By Business Reporter- In the wake of recent tax reforms implemented by Finance Minister Mthuli Ncube, the cost of bread has once again spiked, surging by 20% within a month.
Previously at US$1.00, a loaf of bread now stands at US$1.20, marking an additional increase from the briefly reduced prices of US$1.10 to US$1.20 earlier this month.
Retailers cite fluctuations in the exchange rate as the driving force behind the increment, with major supermarkets in Harare reflecting prices ranging between $10,000 and $11,000.
Denford Mutashu, president of the Confederation of Zimbabwe Retailers (CZR), attributes the hike to supply-side dynamics influenced by official and unofficial exchange rate movements.
While some tuckshops are selling bread at the elevated price of US$1.20, traders in high-density suburbs are pricing it at US$1.10.

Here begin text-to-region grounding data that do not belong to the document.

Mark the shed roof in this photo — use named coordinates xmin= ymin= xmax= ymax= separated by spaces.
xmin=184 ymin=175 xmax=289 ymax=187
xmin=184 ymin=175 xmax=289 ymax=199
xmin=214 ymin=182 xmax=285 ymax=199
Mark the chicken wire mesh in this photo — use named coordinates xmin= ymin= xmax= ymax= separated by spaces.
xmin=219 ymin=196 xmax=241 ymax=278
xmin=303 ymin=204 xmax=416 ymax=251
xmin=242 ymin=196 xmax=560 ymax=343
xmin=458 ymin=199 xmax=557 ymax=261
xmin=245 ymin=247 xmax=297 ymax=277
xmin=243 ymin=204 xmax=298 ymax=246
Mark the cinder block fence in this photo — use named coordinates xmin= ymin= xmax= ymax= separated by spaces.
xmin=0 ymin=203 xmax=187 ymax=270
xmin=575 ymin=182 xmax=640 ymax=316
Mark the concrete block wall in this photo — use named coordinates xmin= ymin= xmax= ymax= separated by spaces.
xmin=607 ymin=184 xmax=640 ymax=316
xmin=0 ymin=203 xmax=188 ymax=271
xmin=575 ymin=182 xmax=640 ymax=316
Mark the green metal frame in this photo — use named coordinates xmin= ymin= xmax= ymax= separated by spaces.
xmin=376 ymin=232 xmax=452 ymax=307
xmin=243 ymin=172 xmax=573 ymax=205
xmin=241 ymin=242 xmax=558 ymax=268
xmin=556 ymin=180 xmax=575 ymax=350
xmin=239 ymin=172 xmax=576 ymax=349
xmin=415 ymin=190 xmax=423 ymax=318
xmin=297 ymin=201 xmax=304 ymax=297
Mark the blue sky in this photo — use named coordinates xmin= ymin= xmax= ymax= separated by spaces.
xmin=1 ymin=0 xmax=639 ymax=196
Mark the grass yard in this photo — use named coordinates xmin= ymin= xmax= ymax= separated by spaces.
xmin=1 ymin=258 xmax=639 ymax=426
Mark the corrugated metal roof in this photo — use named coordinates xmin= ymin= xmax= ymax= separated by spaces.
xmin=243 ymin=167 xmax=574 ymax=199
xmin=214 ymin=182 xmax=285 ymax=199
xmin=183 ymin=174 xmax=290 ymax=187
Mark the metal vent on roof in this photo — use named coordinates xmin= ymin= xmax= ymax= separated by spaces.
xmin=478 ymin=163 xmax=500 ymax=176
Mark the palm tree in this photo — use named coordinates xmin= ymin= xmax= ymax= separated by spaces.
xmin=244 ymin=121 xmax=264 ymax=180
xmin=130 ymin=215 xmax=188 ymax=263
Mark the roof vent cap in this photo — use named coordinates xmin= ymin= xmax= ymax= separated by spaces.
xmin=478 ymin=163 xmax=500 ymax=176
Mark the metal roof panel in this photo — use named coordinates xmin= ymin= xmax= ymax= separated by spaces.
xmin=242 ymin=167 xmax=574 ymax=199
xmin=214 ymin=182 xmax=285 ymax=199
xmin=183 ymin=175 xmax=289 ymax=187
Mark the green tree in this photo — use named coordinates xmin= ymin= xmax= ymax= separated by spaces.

Grain Millers Association of Zimbabwe (GMAZ) Chairman Tafadzwa Musarara denies a hike in wheat prices, directing inquiries to the National Bakers’ Association of Zimbabwe (NBAZ).
NBAZ president Dennis Zinyama attributes the price surge to the introduction of new taxes by the Treasury.
He explains that the shift in bread’s taxable status, from zero-rated to exempt supply, means manufacturers can no longer claim input tax on production and distribution costs.
As a result, these costs are now integrated into the overall production and distribution expenses, compelling a price adjustment.
This rise in bread prices compounds economic challenges for consumers, coming on the heels of government decisions to tax civil servants’ allowances, further impacting a population grappling with increased living costs.